I self-isolate (with VR of course) but I’m eighty-five. A chance encounter with Covid-19 could blow me away. I don’t suppose I’d be happy about that but knowing something about music might make it less of a wrench.

It’s a bit like Wotan’s spear.

Tuesday 1 December 2020

Me, in fragments

FOR TWO months in the USA I lodged in the YMCA. My own room for $13 a week. Old men, presumably retired, lurked in other rooms, avoiding eye-contact in the corridors. I wrote copious airmail letters back to VR in the UK and read into the small hours. At nearby Riggs Lounge, where I’d gone for a beer, I fell into conversation with a scrawny guy, querulous in tone, looking for an argument. I said something in German and he snarled my accent was “bad”.

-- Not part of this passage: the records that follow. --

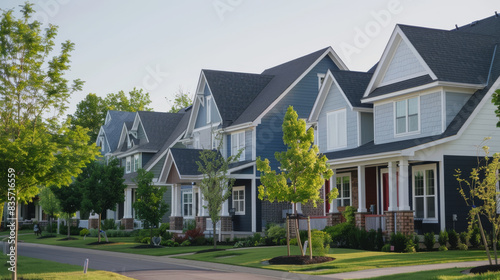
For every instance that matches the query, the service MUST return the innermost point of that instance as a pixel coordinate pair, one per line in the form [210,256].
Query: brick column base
[226,223]
[93,223]
[176,223]
[333,219]
[128,223]
[201,222]
[360,219]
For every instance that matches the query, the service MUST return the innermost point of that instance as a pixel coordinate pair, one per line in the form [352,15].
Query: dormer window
[407,119]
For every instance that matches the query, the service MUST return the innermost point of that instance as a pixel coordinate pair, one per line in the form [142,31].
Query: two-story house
[429,100]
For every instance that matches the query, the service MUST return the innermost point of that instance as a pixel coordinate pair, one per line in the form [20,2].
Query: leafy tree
[302,170]
[149,204]
[496,101]
[34,95]
[50,204]
[480,193]
[102,188]
[69,198]
[216,186]
[181,100]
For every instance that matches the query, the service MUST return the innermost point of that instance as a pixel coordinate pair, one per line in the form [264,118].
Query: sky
[161,46]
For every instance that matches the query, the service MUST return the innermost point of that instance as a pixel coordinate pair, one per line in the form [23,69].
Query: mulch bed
[299,260]
[485,268]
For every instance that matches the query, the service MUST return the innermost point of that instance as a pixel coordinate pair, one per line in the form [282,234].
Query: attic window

A dish of fat prawns graced the bar counter, I ate them absently, imagining they were free. Abruptly Querulous Man said, “Yuh know, yuh gotta pay for them.” He must have seen from my face I was ignorant of this. Still grumbling QM fished out his wallet and paid the barman for my prawns, as if obeying some ancient law of hospitality extended to foreigners, however unlikeable. Then he left.

NEVER BUY underpants in batches. The elastic in all will fail during the same week a year hence. The sensation is one of unease, as if the pants were about to slip down inside one’s trouser leg and lie like a guilty secret on the sidewalk. This can’t happen but the belief persists.

BEFORE responding to a question posed in French by a foreigner, a Frenchman will first correct the speaker’s grammar. Not always but enough to generate what is known as Urban Myth.

DURING six years in the USA I ate no more than half-a-dozen hot-dogs. Not because I disliked them, rather they would have reduced my social status had I been in the UK. Which I wasn’t.

ONCE my life depended on libraries. I haven’t used one for ten years. Instead, I buy books, often second-hand. I have no idea why.